In retrospect, petty worries that nag in the night are petty indeed.   

On Elephants

On a morning walk, I came across a newspaper carelessly tossed on someone's lawn, and through the blue plastic bag that kept it dry from rain and dew, I read in passing quickly by, headlines that capped a small column on the far right-hand corner of the page: "Woman Fined for Keeping 100 Cats," which caused me to remember a conversation with a friend of mine a week or so before.  I smiled, walking along, as I replayed it in my head, and in fact, am smiling now as I write this.

My friend Sally and I had been discussing a weekend I had just spent at the home of  my older son and his wife and three children and two cats, one of which is quite nasty -- cat, that is -- my son, daughter-in-law, and the children, of course are delightful.

"If you had a choice," Sally asked, "which would you choose for house pet, cat or dog?"

"Well," I said, "I'm really not an animal lover.  Except for elephants.  I love elephants, but they would hardly do as house pets."
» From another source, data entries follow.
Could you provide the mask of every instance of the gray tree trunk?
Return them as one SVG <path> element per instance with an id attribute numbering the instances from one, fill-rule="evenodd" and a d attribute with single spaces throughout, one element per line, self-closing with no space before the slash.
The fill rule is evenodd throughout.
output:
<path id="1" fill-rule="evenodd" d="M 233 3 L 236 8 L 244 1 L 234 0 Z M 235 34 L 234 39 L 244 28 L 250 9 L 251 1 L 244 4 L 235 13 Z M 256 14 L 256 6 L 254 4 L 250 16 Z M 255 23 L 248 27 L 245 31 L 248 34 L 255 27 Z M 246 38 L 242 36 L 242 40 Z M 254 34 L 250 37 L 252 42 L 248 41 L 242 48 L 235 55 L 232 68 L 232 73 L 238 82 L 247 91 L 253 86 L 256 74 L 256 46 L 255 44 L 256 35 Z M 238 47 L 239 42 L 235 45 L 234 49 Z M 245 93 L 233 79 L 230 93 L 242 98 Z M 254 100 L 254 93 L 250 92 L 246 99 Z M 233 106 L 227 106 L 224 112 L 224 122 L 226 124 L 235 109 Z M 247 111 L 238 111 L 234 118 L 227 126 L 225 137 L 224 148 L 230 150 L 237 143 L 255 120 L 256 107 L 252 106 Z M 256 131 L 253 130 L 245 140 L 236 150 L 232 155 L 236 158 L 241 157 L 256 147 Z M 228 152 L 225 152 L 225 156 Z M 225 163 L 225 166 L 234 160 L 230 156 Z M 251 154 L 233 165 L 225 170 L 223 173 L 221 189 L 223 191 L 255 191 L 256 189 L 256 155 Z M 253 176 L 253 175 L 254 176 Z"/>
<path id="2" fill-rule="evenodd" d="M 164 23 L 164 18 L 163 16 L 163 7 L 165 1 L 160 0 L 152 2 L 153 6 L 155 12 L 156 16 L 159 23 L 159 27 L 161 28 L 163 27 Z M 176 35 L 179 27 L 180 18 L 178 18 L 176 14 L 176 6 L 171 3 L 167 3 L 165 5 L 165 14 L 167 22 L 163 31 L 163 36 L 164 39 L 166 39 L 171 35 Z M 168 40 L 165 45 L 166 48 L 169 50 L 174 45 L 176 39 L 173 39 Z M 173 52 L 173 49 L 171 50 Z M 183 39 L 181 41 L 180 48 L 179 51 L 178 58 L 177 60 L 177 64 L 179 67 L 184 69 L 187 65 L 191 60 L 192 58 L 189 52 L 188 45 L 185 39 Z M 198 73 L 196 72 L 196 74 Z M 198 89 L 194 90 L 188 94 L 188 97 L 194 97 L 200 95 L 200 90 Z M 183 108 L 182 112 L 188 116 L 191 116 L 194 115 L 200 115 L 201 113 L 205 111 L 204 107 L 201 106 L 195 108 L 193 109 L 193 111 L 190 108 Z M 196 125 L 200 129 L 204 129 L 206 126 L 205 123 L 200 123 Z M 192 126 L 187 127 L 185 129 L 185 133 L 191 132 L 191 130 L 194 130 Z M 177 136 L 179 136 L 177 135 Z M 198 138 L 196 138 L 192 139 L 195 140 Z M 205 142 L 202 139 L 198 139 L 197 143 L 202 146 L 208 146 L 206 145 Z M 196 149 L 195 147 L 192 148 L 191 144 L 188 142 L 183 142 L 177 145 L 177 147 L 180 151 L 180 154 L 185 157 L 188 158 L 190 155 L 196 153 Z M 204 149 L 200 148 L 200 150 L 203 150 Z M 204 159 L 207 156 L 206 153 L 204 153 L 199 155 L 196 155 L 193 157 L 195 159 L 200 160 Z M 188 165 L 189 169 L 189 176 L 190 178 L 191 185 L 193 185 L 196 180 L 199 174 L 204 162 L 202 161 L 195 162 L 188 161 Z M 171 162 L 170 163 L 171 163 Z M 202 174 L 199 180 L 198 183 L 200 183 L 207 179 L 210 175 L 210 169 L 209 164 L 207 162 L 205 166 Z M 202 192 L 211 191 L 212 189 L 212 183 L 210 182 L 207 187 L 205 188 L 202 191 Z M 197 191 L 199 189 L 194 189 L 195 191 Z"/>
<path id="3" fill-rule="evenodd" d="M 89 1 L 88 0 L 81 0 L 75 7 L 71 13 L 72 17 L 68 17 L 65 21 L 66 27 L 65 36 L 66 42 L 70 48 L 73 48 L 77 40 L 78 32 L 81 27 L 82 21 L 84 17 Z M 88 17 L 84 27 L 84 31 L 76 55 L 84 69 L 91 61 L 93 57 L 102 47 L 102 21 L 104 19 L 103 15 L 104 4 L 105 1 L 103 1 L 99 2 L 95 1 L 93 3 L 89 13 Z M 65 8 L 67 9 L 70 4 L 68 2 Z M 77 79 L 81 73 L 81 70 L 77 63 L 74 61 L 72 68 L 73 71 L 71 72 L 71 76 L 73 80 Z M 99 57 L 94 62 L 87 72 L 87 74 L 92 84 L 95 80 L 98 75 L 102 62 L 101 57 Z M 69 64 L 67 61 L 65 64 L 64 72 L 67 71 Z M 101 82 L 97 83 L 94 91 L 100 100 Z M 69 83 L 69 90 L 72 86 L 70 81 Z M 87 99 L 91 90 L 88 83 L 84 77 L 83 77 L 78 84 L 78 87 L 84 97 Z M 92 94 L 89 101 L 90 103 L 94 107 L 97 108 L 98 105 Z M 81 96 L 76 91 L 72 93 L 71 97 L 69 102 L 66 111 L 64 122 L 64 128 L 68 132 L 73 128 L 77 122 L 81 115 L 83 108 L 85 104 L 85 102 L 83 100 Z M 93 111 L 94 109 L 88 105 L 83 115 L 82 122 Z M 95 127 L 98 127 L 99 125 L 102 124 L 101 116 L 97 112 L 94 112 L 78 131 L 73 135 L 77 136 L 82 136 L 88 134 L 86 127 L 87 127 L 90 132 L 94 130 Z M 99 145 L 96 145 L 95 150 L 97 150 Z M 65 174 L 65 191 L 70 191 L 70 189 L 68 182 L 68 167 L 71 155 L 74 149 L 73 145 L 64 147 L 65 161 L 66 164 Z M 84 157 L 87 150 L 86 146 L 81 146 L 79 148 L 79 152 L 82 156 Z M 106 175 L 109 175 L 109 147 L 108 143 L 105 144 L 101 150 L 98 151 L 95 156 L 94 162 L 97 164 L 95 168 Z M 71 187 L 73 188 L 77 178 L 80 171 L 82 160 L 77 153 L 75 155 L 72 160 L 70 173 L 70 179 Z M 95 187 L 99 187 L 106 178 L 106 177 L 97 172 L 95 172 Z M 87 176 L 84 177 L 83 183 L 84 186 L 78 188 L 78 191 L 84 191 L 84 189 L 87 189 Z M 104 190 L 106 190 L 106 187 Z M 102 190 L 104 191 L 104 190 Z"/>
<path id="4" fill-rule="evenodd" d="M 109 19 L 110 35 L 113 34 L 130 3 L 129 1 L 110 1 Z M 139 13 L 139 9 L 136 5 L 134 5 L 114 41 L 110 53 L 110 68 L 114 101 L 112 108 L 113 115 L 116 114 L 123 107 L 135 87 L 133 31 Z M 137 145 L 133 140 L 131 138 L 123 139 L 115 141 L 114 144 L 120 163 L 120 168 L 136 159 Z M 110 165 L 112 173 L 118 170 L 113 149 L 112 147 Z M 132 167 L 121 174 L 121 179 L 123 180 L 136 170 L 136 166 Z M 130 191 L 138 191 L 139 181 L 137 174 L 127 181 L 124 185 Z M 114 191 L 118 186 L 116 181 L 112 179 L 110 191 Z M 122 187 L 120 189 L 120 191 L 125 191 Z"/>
I told her that although I had several times encountered elephants in zoos in this country, it wasn't until I was in Sri Lanka and visiting a place where baby elephants who were orphaned by poachers in the jungle were cared for, that I fell wholeheartedly in love with that great, lumbering, somehow gentle species. 
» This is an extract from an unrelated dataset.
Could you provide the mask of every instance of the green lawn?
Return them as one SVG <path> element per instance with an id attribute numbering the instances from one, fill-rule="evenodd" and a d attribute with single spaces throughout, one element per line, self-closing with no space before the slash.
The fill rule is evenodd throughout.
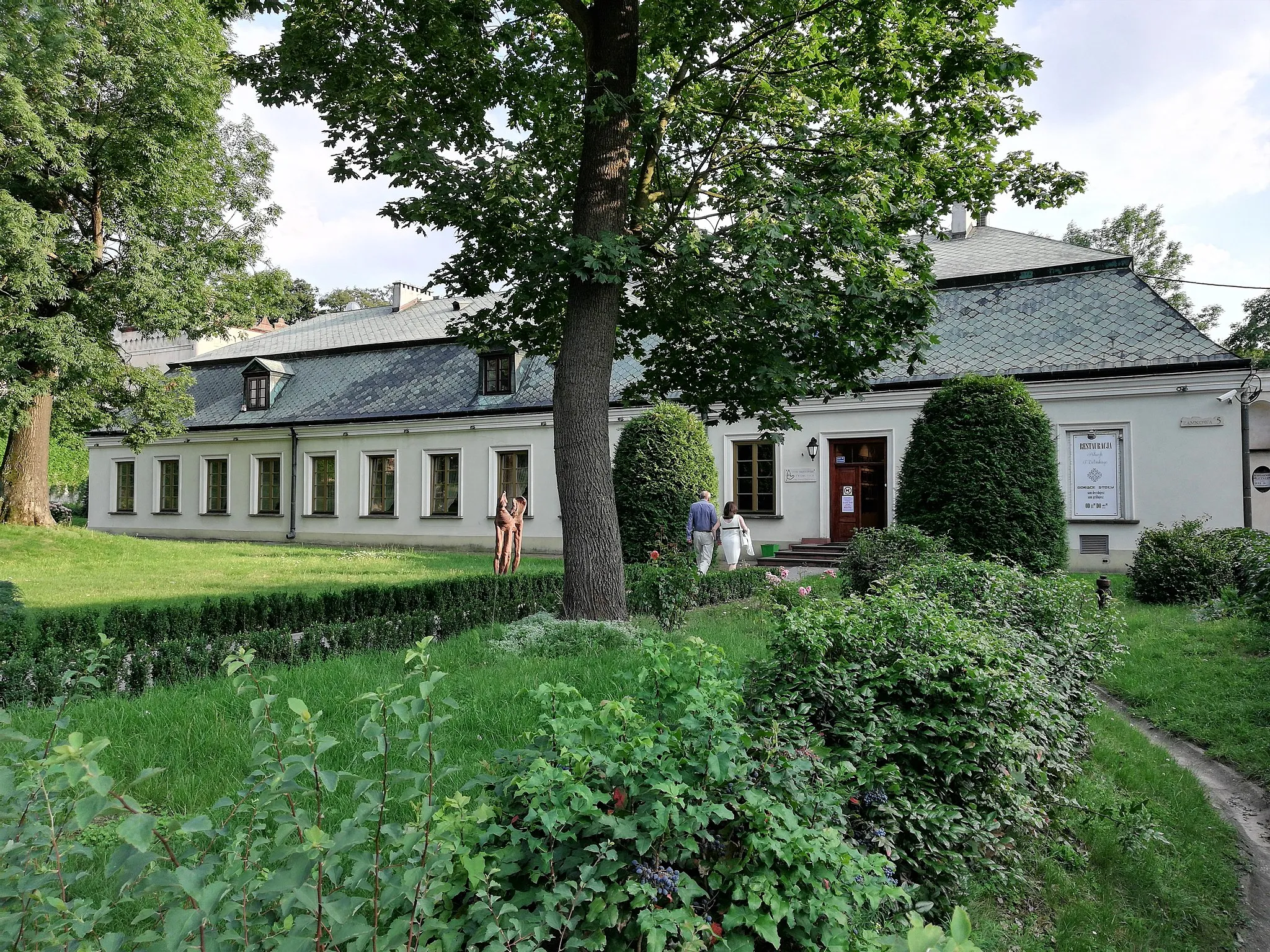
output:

"I was privileged to feed one of the 'babies',"  I said to Sally.  "I held an enormous nippled bottle of milk to its mouth, and the dear little thing  --well, actually, the dear BIG thing (it stood taller than I) practically sucked my arm in up to my elbow."

"Yuck! Elephants!" my friend Sally said.  "I saw two of them mating once.  My ex and I were in Africa.  He told me not to look, but I did anyway.  My God!  At first I thought one of them had five legs."

It took me a minute to get the picture, and then at least three minutes to stop giggling.